Ameryka zbombardowała Syrię.
Znowu. Kto bogatemu zabroni?
Tymczasem sami Amerykanie wchodzą do sklepów czy szkół i strzelają do innych Amerykanów. Od początku 2023 w USA było ponoć 560 strzelanin (masowych, czyli takich, w których ginie 4+).
Izraelczycy zrobili wjazd do Strefy Gazy.

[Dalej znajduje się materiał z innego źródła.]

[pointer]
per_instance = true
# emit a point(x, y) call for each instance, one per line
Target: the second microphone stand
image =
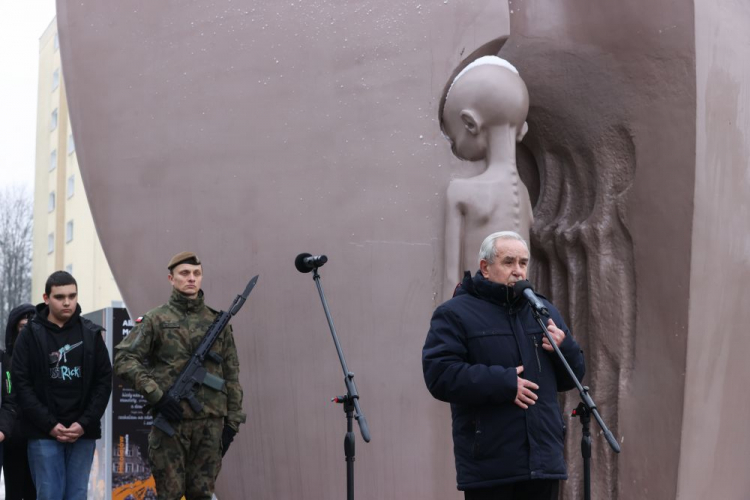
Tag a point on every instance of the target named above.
point(585, 408)
point(350, 400)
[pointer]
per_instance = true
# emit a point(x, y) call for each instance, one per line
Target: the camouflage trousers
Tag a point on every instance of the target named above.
point(188, 462)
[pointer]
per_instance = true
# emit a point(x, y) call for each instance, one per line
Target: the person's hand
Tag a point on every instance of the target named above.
point(59, 432)
point(557, 335)
point(169, 407)
point(227, 436)
point(73, 432)
point(525, 396)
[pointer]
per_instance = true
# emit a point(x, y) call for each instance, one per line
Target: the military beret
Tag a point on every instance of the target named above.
point(182, 258)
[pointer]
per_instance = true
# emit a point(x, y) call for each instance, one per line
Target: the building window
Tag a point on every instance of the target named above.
point(56, 79)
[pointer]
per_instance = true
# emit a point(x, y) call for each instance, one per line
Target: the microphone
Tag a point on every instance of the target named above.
point(523, 288)
point(306, 262)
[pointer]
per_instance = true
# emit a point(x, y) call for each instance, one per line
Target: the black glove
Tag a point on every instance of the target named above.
point(227, 436)
point(169, 407)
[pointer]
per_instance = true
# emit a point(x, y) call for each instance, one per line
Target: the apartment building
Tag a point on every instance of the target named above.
point(64, 234)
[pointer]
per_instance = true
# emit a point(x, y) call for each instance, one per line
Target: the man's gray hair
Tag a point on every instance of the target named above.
point(487, 250)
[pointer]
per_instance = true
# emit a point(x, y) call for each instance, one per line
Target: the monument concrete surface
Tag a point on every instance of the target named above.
point(251, 131)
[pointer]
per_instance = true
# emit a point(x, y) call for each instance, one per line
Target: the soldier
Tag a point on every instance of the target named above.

Też nikt im nie może tego zabronić i najwyraźniej nie liczą się z tym, ile na tym stracą. Polacy utożsamiają się z tymi lub z tamtymi, choć sama Polska na forum ONZ, podczas głosowania za natychmiastowym zawieszeniem broni wstrzymała się od głosu. Widać, że Polacy głosu nie mają, bo niedługo zapłacą podatek od wystającego balkonu i też im to jakoś najwyraźniej nie przeszkadza.
Niejaki Thomas Graham
Opublikował w „Foreign Affairs” artykuł mówiący o potrzebie normalizacji stosunków między Ameryką a Rosją. Autor stwierdza, że takie zbliżenie nieuchronnie nastąpi, bo w interesie USA jest trzymanie Rosji z daleka od Chin. Możliwe, że ruskie onuce w Polsce zostaną w jakiś sposób przeprane i może oznaczać to zmianę dotychczasowego frontu wobec naszych najlepszych przyjaciół ze wschodu, o czym świadczą znikające kolorowe flagi z różnych internetowych portali. Nasi dotychczasowi przyjaciele wydają się intensywnie odradzać w sobie nieładne zamiłowania i jeszcze kilka ataków na profesorów przed wykładami, a może być różnie. I tak już mówi się o zagrożeniach terroryzmem w Europie, zresztą sam prezydent-wojownik bąknął kiedyś pod nosem, że jeśli Europa nie da, to piąta kolumna im pokaże. Na razie rząd kraju, który tocząc śmiertelną wojnę, sam dogaduje się i handluje z wrogiem, zagroził, że przestanie przepuszczać do Europy gaz z Rosji. A zima za pasem.
Na terenie Europy pluskwy.
Łażą, gdzie tylko chcą. Francja, Anglia, Holandia, wszędzie roi się od tego cholerstwa, które naprawdę ciężko wytępić. Oczywiście nie ma to żadnego związku z migracjami. Według Francuzów nakręcanie w mediach tematu pluskiew to rosyjska propaganda, która próbuje oczernić w ten sposób Ukraińców. Uderz w stół, a nożyce się odezwą.
W wielu rzeczach biorą udział ci sami ludzie.
Wcześniej stłoczyli nas we wnętrzach, kazali nosić maski i zaszczepiali nas jak bydło, czym tylko chcieli, bo byli ciekawi wyników eksperymentu. Nie mogliśmy im tego zabronić.
„Paragraf 22 mówi, że mają prawo zrobić wszystko,
przed czym nie możemy ich powstrzymać”.